[Date Prev][Date Next][Thread Prev][Thread Next][Date Index][Thread Index]
Re: [PATCH V3 00/22] Live Update
From: |
Dr. David Alan Gilbert |
Subject: |
Re: [PATCH V3 00/22] Live Update |
Date: |
Tue, 18 May 2021 10:57:50 +0100 |
User-agent: |
Mutt/2.0.7 (2021-05-04) |
* Steven Sistare (steven.sistare@oracle.com) wrote:
> On 5/14/2021 7:53 AM, Stefan Hajnoczi wrote:
> > On Thu, May 13, 2021 at 04:21:15PM -0400, Steven Sistare wrote:
> >> On 5/12/2021 12:42 PM, Stefan Hajnoczi wrote:
> >>> On Fri, May 07, 2021 at 05:24:58AM -0700, Steve Sistare wrote:
> >>>> Provide the cprsave and cprload commands for live update. These save and
> >>>> restore VM state, with minimal guest pause time, so that qemu may be
> >>>> updated
> >>>> to a new version in between.
> >>>>
> >>>> cprsave stops the VM and saves vmstate to an ordinary file. It supports
> >>>> two
> >>>> modes: restart and reboot. For restart, cprsave exec's the qemu binary
> >>>> (or
> >>>> /usr/bin/qemu-exec if it exists) with the same argv. qemu restarts in a
> >>>> paused state and waits for the cprload command.
> >>>
> >>> I think cprsave/cprload could be generalized by using QMP to stash the
> >>> file descriptors.

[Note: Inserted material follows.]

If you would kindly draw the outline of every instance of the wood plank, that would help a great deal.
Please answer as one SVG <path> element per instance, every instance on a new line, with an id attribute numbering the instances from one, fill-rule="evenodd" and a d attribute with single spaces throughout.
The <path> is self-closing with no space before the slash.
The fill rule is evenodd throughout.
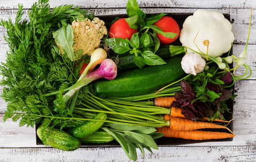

The 'getfd' QMP command already exists and QEMU code
> >>> already opens fds passed using this mechanism.
> >>>
> >>> I haven't checked but it may be possible to drop some patches by reusing
> >>> QEMU's monitor file descriptor passing since the code already knows how
> >>> to open from 'getfd' fds.
> >>>
> >>> The reason why using QMP is interesting is because it eliminates the
> >>> need for execve(2). QEMU may be unable to execute a program due to
> >>> chroot, seccomp, etc.
> >>>
> >>> QMP would enable cprsave/cprload to work both with and without
> >>> execve(2).
> >>>
> >>> One tricky thing with this approach might be startup ordering: how to
> >>> get fds via the QMP monitor in the new process before processing the
> >>> entire command-line.
> >>
> >> Early on I experimented with a similar approach. Old qemu passed
> >> descriptors to an
> >> escrow process and exited; new qemu started and retrieved the descriptors
> >> from escrow.
> >> vfio mostly worked after I hacked the kernel to suppress the original-pid
> >> owner check.
> >> I suspect my recent vfio extensions would smooth the rough edges.
> >
> > I wonder about the reason for VFIO's pid limitation, maybe because it
> > pins pages from the original process?
>
> The dma unmap code verifies that the requesting task is the same as the task
> that mapped
> the pages. We could add an ioctl that passes ownership to a new task. We
> would also need
> to fix locked memory accounting, which is associated with the mm of the
> original task.
> > Is this VFIO pid limitation the main reason why you chose to make QEMU
> > execve(2) the new binary?
>
> That is one. Plus, re-attaching to named shared memory for pc.ram causes the
> vfio conflict
> errors I mentioned in the previous email. We would need to suppress
> redundant dma map calls,
> but allow legitimate dma maps and unmaps in response to the ongoing address
> space changes and
> diff callbacks caused by some drivers. It would be messy and fragile. In
> general, it felt like
> I was working against vfio rather than with it.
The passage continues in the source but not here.